According to a December 2010 International Monetary Fund Working Paper entitled “Are House Prices Rising Too Fast in China?”, “real estate investment now accounts for…around 9 percent of (China’s) GDP”. Real estate is a sizable subcomponent of construction.
There are some good reasons why China’s percentage of GDP constituted by construction should be higher than that of the world as a whole.
- China is a developing nation. Developing nations need to build the infrastructure upon which they can become developed nations. One of the reasons for China’s greater GDP growth rates in comparison to other developing nations is its better infrastructure.
- China’s post-economic-crisis $586 billion stimulus package was, by far, mostly construction-oriented. This package significantly increased 2009 and 2010 construction spending.
- A lot of Chinese housing from the past is of very poor quality. Residents of China have a very strong bias toward new, versus existing, housing.

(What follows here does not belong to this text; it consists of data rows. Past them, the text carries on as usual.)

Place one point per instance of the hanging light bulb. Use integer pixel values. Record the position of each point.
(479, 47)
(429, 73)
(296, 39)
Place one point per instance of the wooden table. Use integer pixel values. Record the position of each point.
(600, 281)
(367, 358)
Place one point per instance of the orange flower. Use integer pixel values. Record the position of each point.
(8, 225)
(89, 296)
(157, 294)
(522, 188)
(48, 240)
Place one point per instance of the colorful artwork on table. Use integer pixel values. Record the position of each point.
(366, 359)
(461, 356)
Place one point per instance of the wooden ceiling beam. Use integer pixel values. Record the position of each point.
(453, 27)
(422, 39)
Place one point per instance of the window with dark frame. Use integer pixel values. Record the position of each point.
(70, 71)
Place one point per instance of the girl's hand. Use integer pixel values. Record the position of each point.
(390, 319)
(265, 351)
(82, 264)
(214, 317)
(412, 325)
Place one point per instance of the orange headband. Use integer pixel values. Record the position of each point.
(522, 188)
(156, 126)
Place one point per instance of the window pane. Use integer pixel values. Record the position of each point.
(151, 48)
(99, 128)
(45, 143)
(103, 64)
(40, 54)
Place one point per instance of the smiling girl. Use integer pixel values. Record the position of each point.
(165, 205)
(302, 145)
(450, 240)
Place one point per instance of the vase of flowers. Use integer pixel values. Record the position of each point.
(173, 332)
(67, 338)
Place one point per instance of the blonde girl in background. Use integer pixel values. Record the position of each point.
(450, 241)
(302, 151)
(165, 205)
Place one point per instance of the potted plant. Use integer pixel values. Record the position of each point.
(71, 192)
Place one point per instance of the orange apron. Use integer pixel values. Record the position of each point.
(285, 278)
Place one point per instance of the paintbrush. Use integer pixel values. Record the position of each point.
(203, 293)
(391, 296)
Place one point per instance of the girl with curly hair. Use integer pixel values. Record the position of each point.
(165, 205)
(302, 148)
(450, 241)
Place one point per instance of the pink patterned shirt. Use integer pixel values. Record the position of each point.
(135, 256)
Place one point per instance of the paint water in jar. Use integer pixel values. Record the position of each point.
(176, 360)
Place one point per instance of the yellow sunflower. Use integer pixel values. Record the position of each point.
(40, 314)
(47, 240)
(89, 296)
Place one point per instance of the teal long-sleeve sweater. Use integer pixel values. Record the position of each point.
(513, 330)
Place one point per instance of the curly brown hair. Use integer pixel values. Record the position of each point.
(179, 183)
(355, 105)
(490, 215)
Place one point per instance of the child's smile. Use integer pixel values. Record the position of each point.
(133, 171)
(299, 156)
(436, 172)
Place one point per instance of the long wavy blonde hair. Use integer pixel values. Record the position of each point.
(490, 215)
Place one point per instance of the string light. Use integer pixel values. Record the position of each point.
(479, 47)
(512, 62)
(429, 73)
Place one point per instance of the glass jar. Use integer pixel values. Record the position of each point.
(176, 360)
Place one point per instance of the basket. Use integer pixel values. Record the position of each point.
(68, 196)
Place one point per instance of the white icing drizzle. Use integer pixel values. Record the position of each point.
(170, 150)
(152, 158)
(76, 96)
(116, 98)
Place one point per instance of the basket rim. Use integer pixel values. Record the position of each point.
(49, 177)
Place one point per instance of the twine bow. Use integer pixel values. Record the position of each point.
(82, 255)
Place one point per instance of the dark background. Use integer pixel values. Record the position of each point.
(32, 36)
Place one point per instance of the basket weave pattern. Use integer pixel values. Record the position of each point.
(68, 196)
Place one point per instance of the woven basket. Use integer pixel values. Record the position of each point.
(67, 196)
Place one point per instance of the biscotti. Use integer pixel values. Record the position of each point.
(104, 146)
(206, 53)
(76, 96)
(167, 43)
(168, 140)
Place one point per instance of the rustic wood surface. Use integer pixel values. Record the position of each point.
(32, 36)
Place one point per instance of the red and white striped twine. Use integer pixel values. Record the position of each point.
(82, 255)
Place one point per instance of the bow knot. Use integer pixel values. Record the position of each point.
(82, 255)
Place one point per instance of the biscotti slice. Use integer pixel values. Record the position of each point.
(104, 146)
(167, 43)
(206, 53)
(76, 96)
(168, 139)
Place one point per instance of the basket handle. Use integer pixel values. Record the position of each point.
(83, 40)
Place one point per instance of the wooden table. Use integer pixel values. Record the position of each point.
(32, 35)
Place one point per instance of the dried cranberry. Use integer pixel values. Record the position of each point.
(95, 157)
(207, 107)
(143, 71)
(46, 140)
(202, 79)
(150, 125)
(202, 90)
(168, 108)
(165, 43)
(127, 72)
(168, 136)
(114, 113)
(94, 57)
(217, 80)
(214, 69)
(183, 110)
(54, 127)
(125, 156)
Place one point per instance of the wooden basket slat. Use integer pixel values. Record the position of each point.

Adjusting downward to eliminate the affect of the stimulus package, China’s construction percentage of GDP appears to be about 18%, versus a world percentage of about 12%. Also, China is a developing nation and has a very strong bias toward new housing. When analysis is done and discussions take place involving whether China’s construction spending is too great, it should occur in this kind of a context. Anyone stating figures like 70% or 53.1% of GDP for China’s construction should be put on Ignore. You may not have a message board option which enables you to do this, but there is always the Ignore button in your head available for use.